Kein „Preisanstieg“ im Euro-Raum?

Wie es sich mit dem Euro-UVP verhält, bleibt abzuwarten. Der Ryzen 7 9800X3D kam Ende 2024 auf den Markt, als der US-Dollar gegenüber dem Euro noch deutlich stärker positioniert war. Der UVP betrug damals 529 Euro. Der Nachfolger könnte hierzulande gleich teurer, oder sogar günstiger sein – in der Preisliste.

Im Handel gibt es den Ryzen 7 9800X3D wiederum bereits ab 439 Euro. Der Ryzen 7 9850X3D wird damit wohl ein klassischer Refresh: Er hebt den Verkaufspreis eines bereits länger im Handel verkauften Produktes wieder an, wenngleich offen bleibt, ob es den 9800X3D weiterhin zu kaufen geben wird.

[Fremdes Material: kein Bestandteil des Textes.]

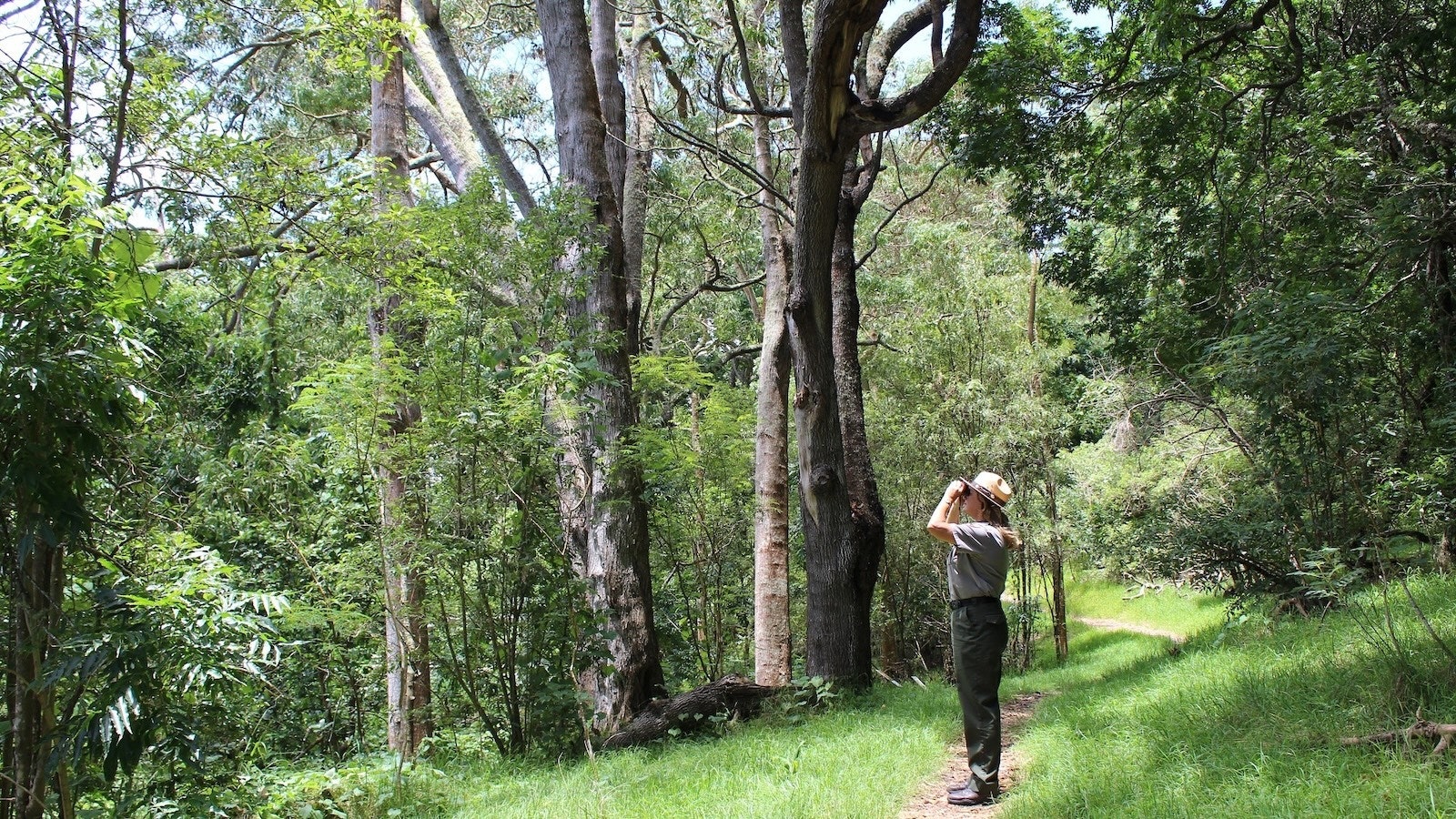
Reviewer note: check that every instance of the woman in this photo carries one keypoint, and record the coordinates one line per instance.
(977, 571)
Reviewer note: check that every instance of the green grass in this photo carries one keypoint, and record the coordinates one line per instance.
(1247, 723)
(1179, 611)
(1244, 720)
(863, 758)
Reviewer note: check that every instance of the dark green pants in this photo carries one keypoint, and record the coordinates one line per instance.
(977, 639)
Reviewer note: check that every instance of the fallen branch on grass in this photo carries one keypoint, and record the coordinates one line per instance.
(691, 710)
(1420, 729)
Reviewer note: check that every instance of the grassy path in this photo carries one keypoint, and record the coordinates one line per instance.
(929, 800)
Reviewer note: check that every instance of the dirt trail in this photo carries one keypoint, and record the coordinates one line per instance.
(1126, 625)
(929, 800)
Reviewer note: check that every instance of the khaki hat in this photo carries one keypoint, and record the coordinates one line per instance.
(994, 486)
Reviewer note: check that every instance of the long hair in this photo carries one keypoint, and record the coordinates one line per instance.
(996, 516)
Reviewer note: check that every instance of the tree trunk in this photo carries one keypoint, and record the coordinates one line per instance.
(35, 615)
(603, 515)
(834, 108)
(1059, 584)
(691, 710)
(866, 535)
(459, 153)
(407, 663)
(772, 639)
(641, 133)
(837, 640)
(440, 51)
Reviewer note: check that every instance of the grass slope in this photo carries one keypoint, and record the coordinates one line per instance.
(863, 758)
(1244, 720)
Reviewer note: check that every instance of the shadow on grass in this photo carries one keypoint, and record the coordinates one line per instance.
(1249, 727)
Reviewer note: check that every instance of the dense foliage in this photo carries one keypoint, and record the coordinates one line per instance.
(1230, 359)
(1257, 205)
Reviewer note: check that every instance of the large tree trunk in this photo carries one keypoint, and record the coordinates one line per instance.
(771, 470)
(38, 581)
(836, 644)
(641, 135)
(603, 513)
(407, 643)
(866, 535)
(830, 116)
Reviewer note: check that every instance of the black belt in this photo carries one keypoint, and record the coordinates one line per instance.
(976, 602)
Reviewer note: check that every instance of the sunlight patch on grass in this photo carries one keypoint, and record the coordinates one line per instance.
(1247, 722)
(1183, 611)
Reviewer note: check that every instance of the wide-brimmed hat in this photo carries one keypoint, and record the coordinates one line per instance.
(994, 487)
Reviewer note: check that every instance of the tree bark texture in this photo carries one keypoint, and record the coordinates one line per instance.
(603, 515)
(866, 535)
(641, 135)
(459, 153)
(830, 118)
(772, 639)
(439, 58)
(730, 695)
(38, 581)
(407, 643)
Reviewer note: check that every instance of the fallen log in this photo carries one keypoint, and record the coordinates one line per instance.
(1421, 729)
(733, 695)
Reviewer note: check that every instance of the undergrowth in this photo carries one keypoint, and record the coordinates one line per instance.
(1242, 720)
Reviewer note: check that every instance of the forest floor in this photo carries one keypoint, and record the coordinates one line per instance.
(929, 800)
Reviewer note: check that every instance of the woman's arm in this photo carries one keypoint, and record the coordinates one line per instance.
(946, 513)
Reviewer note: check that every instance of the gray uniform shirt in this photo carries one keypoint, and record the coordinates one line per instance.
(977, 561)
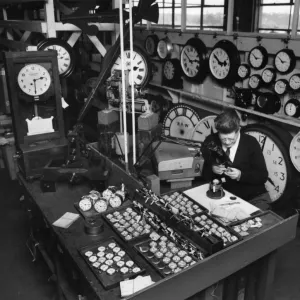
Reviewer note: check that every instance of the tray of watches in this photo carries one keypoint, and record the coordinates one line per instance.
(128, 223)
(110, 263)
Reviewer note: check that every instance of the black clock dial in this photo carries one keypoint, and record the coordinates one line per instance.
(180, 121)
(258, 57)
(193, 60)
(285, 61)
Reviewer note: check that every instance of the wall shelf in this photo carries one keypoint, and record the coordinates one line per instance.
(275, 117)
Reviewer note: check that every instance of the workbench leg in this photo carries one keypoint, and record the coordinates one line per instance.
(266, 277)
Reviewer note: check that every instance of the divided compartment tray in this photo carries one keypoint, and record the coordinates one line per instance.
(268, 219)
(110, 281)
(120, 233)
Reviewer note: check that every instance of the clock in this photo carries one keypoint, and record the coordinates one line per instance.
(243, 71)
(294, 82)
(180, 121)
(274, 142)
(164, 48)
(204, 128)
(193, 60)
(65, 54)
(172, 74)
(150, 45)
(141, 66)
(268, 75)
(292, 108)
(255, 81)
(285, 61)
(258, 57)
(224, 61)
(281, 86)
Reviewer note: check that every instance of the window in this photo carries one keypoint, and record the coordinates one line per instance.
(275, 16)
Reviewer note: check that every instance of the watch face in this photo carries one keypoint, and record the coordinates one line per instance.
(204, 128)
(294, 82)
(219, 63)
(140, 67)
(268, 75)
(180, 121)
(258, 57)
(280, 86)
(34, 79)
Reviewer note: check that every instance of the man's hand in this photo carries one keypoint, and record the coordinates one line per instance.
(218, 169)
(233, 173)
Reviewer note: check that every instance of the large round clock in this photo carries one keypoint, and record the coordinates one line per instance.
(274, 143)
(224, 61)
(204, 128)
(180, 121)
(193, 60)
(65, 54)
(141, 66)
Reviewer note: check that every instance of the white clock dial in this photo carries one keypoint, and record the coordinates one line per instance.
(34, 79)
(219, 63)
(140, 68)
(204, 128)
(276, 165)
(180, 122)
(63, 57)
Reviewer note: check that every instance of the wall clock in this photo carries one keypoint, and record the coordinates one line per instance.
(172, 74)
(285, 61)
(258, 57)
(193, 60)
(142, 70)
(295, 151)
(65, 54)
(204, 128)
(180, 121)
(151, 44)
(274, 143)
(224, 61)
(164, 48)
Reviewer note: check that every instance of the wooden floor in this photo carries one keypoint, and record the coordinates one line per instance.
(20, 278)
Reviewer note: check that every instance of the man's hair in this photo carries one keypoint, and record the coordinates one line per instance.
(227, 122)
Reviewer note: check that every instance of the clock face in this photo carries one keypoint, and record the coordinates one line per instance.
(284, 61)
(294, 82)
(204, 128)
(140, 67)
(34, 79)
(276, 164)
(258, 57)
(180, 121)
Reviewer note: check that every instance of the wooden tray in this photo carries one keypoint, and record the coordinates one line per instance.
(110, 281)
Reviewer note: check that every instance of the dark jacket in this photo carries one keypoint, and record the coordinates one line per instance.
(249, 160)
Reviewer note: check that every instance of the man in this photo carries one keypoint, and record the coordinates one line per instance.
(248, 172)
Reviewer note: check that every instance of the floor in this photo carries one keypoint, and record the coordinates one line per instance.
(20, 278)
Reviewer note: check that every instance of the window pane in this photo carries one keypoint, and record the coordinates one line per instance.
(193, 17)
(213, 16)
(275, 17)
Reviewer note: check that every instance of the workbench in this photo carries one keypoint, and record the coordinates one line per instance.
(246, 267)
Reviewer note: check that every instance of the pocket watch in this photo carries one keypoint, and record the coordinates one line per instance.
(150, 45)
(180, 121)
(274, 142)
(193, 60)
(224, 61)
(285, 61)
(268, 75)
(258, 57)
(141, 66)
(294, 82)
(292, 108)
(65, 54)
(204, 128)
(281, 86)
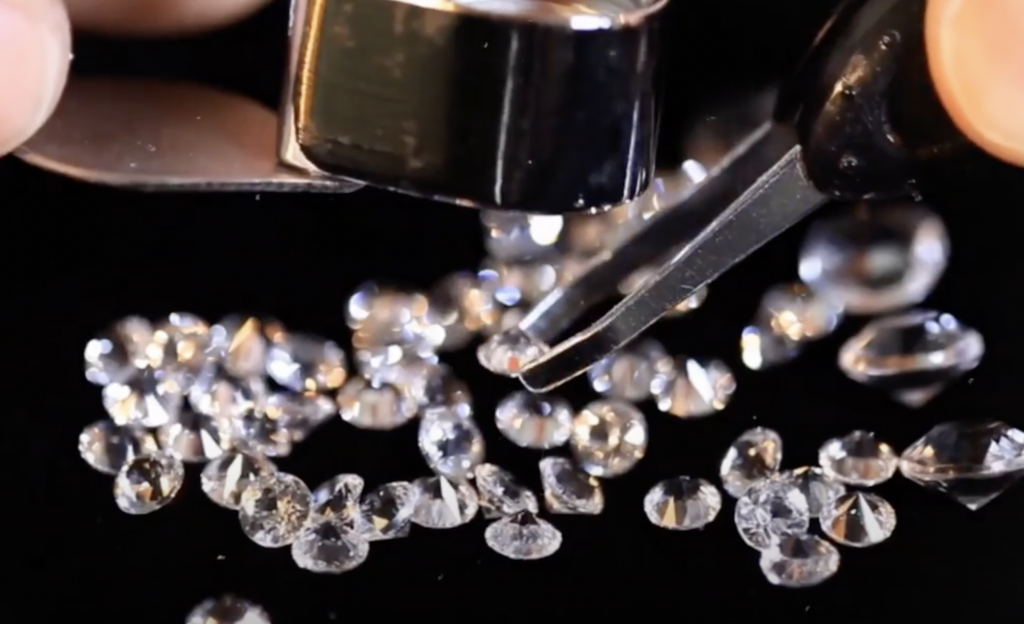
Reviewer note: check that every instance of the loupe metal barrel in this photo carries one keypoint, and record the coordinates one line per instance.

Ryzen 7 9800X3D + 400 MHz mehr Takt

Der AMD Ryzen 7 9850X3D ist ein seichtes Update für den AMD Ryzen 7 9800X3D (Test) mit zusätzlichen 400 MHz maximalem Boost-Takt. Alle anderen Parameter inklusive TDP von 120 Watt, Basistakt und Speicherunterstützung bleiben gleich.